Empowering Syrian Refugees
After over half a decade of violent conflict in Syria, Syrian refugees make up the largest displaced population in the world. Most Syrian refugees are not living in special camps, but in poor communities in their host countries with few resources and scarce opportunities for employment or education. Their safety, welfare, health, housing, and access to education are continuously at risk. This is particularly true for women and girls.
In some refugee settlement regions, employment is expressly forbidden for refugees, and in others there is simply no opportunity for employment, especially for women who tend to have less education, may never have been formally employed before, and have little time for additional work after raising their children and managing their households. At the heart of their displacement is their status as refugees, which affords them few rights, and even fewer options.
Through WLP’s Empowering Syrian Refugee Women for a Better Future initiative, WLP partners in Jordan – Sisterhood is Global Institute/Jordan (SIGI/J), Lebanon – Collective for Research and Training on Development–Action (CRTD-A), and Turkey – Foundation for the Support of Women’s Work (FSWW), bring leadership, organizing, and economic empowerment skills to Syrian refugee women. We also work with local support organizations to ensure refugee women’s access to services and refugee participation in community decision-making.
Our Syrian refugee initiative has five main goals:
- Facilitate access to referral systems and service providers, especially in relation to sexual health care and social services for victims of violence.
- Strengthen entrepreneurial skills and encourage refugee women to organize collective economic initiatives.
- Provide refugee women with participatory leadership skills and human rights training to help them build better lives for themselves, their families and communities, and society.
- Build the organizational capacities of emerging Syrian community-based groups that will empower women to organize and engage in peace and recovery processes.
- Enable promising Syrian women leaders to develop their advocacy skills so that they can better engage in and influence local decision-making.

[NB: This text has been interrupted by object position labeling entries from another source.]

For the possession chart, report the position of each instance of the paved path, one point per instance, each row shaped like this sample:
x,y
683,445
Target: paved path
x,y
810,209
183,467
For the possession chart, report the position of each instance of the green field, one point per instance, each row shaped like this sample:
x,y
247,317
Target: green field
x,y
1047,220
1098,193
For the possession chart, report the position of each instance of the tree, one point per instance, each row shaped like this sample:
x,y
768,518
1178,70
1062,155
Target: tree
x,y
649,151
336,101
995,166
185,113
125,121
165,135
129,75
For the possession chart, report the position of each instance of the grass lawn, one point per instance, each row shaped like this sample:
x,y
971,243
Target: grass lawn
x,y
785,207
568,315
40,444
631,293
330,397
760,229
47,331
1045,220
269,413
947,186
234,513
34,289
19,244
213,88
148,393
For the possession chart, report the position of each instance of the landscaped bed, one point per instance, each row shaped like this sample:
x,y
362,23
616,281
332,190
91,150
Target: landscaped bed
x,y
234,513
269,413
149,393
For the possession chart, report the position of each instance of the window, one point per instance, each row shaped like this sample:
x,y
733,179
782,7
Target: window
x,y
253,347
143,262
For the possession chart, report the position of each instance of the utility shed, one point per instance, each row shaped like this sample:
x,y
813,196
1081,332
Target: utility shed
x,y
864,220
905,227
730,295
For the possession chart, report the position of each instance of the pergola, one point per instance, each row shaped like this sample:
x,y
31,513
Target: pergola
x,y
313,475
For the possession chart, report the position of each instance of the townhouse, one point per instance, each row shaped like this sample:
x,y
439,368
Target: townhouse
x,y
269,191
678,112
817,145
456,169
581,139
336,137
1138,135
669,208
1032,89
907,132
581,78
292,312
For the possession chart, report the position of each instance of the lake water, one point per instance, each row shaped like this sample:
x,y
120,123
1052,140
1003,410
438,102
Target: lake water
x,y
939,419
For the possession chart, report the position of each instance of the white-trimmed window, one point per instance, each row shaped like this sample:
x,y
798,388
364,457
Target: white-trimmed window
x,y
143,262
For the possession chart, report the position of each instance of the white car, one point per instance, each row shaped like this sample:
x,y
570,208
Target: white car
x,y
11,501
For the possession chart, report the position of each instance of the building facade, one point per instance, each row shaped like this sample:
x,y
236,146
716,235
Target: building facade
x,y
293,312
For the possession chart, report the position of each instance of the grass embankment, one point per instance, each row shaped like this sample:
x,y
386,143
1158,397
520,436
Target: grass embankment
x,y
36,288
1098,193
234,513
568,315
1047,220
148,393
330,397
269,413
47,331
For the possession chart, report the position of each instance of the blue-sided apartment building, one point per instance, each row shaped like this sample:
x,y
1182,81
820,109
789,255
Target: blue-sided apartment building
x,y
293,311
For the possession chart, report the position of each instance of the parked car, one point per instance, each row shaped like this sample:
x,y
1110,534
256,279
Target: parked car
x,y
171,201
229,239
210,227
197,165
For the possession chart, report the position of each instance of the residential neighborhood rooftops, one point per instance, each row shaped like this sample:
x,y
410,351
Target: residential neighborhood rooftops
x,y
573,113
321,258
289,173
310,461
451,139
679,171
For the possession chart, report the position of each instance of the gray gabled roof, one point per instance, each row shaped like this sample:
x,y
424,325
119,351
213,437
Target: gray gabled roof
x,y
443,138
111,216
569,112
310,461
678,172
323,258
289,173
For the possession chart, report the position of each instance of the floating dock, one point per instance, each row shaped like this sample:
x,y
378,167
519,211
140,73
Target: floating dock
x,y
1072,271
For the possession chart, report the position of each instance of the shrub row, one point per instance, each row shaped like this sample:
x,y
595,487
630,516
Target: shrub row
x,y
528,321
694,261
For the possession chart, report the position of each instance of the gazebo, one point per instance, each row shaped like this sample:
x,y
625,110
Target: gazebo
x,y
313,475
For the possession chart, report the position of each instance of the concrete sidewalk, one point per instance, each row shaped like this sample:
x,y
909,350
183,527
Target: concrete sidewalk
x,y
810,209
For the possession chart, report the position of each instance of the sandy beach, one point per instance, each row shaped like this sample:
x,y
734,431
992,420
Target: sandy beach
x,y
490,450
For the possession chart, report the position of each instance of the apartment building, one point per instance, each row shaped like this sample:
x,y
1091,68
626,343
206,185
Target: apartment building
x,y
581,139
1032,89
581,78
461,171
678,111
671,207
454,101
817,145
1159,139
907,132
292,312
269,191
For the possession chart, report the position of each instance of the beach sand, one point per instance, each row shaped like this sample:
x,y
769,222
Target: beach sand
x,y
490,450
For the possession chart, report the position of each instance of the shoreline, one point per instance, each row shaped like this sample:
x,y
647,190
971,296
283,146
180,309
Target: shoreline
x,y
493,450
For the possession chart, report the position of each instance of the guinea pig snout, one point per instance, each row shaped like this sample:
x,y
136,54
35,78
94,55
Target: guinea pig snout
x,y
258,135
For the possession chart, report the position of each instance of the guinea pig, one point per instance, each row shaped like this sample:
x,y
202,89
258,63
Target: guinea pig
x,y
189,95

Curriculum for Empowering Refugee Women
WLP facilitators are using content from several of our manuals to develop a curriculum that specifically addresses the needs of refugees. Pulling sessions from WLP’s Leading to Compassion, Leading to Choices, Leading to a Culture of Democracy, Beyond Equality, and Victories over Violence, facilitators are adapting the material to address empowerment, leadership, political activism, and violence against women for forcibly displaced communities.